Sirat, d’Oliver Laxe
Par Axel Cadieux
Le Salaire de la peur, Mad Max, Beau travail, Climax, Sorcerer et quelques dizaines d’autres : sur la Croisette, jeudi soir autour de 00h30, les comparatifs n’en finissaient plus d’affluer pour tenter de définir Sirat, grenade dégoupillée en grande pompe par le pyromane Oliver Laxe – dont on se souvient qu’il avait déjà attisé quelques braises avec Viendra le feu, présenté à Cannes en 2019. Ici, Luis (Sergi Lopez) s’enfonce dans le désert marocain à la recherche de sa fille, disparue voici cinq mois lors d’une rave party. Avec son fils de douze ans et leur chienne Pipa, ils rejoignent bientôt une drôle d’équipée faite d’une poignée de teufeurs, marginaux, éclopés et autres amateurs de psychotropes et plantes hallucinogènes. Sur le papier, on pourrait croire à un ersatz des Randonneurs avec une touche d’Into the Wild, façon quête initiatique et road-trip rédempteur, en camion sous le soleil de l’Atlas. Sauf que le sirat, dans l’islam, est un pont suspendu liant l’Enfer au Paradis. La promesse d’une trajectoire, certes, mais faite d’un tout autre bois. On ne sait d’ailleurs pas exactement où débute le film, dans les limbes d’Hadès ou bien aux creux des nuages : ce sont des caissons de basse qu’on installe avec méthode et précision, des rochers ocres qui semblent vibrer au rythme de la techno et enfin une foule dansante dont on s’approche lentement, via un plan zénithal, avant de s’y fondre : chaque personnage croisé ici, dans la transe, fera partie de la tribu empruntant la voie du sirat.
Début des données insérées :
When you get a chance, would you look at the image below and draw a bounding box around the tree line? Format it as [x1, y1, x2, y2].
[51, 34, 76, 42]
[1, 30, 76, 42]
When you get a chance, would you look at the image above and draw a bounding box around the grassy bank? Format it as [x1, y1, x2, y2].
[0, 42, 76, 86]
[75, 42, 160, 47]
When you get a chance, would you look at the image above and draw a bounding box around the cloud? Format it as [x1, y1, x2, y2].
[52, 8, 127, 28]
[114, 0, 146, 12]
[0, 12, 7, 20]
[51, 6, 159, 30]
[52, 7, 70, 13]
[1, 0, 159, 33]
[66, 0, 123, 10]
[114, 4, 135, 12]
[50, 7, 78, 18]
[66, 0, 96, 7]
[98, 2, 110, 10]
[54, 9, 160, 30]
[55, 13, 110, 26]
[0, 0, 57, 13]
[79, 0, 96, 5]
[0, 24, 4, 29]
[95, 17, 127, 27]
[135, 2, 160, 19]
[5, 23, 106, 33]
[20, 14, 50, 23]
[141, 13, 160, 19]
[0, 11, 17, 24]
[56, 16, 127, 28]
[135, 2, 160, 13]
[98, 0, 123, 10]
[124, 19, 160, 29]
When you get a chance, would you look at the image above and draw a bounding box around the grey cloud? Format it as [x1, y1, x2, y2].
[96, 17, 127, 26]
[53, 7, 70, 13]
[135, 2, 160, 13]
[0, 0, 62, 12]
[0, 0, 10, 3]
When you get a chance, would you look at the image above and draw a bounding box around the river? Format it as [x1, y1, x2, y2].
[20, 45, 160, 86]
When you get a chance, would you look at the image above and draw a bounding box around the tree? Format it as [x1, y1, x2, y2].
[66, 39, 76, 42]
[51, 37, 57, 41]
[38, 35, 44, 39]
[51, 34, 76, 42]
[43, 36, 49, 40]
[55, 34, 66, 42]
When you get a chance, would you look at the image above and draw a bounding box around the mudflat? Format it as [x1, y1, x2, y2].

Distiller le mystère là où d’autres ne feraient qu’effleurer la poussière
Tonin, Stephy, Josh, Jade, Luis, Esteban et Bigui n’ont aucune idée de là où ils mettent les pieds, et le spectateur non plus. C’est l’une des grandes forces du film : déjouer chaque attente, emprunter sans cesse le chemin de traverse en forme de mirage plutôt que le sentier balisé. Comment aurait-il pu en être autrement ? Dès les premières minutes, Oliver Laxe travaille la matière et façonne ses plans tel un chaman, parvient avec toute la grâce des grands cinéastes – c’est-à-dire qu’on ne sait pas tout à fait comment ils s’y prennent – à distiller le mystère et l’abstraction là où d’autres ne feraient qu’effleurer la poussière. Encore plus fort : malgré les substances ingérées par l’équipée, la mise en scène ne s’en trouvera jamais contaminée. Pas de déformations artificielles du cadre ici, encore moins de filtres ringards ou de mouvements inconsidérés. C’est le plus souvent au cœur de plans fixes et anodins que la puissance se déploie ; à l’image de cette séquence pivot, celle du camion enlisé, qui verra advenir le pire via un plan, une péripétie qui avec une autre issue aurait pu trouver sa place dans une comédie. Dès lors, Sirat emprunte la voie de la radicalité, penchant davantage du côté de l’Enfer que du Paradis. Ou privilégiant, plus précisément, la métaphysique au vagabondage. Les murs d’enceinte se muent en monolithes kubrickiens, le soleil frappe et le sol se dérobe. Le choix peut dérouter, le trip exténuer. Les partis-pris d’Oliver Laxe se montrent pourtant au diapason de ce que traversent les personnages, s’immergeant et se diluant dans le désert comme certains, un demi-siècle plus tôt, ont remonté un fleuve vietnamien les menant au cœur des ténèbres. Car au-delà des œuvres déjà évoquées, c’est bien à Apocalypse Now que l’on pense le plus ; pour ce qui est des thématiques, de la trajectoire bien sûr, mais aussi, et c’est peut-être le plus fou, de la dimension proprement extraordinaire d’un film qui fera date.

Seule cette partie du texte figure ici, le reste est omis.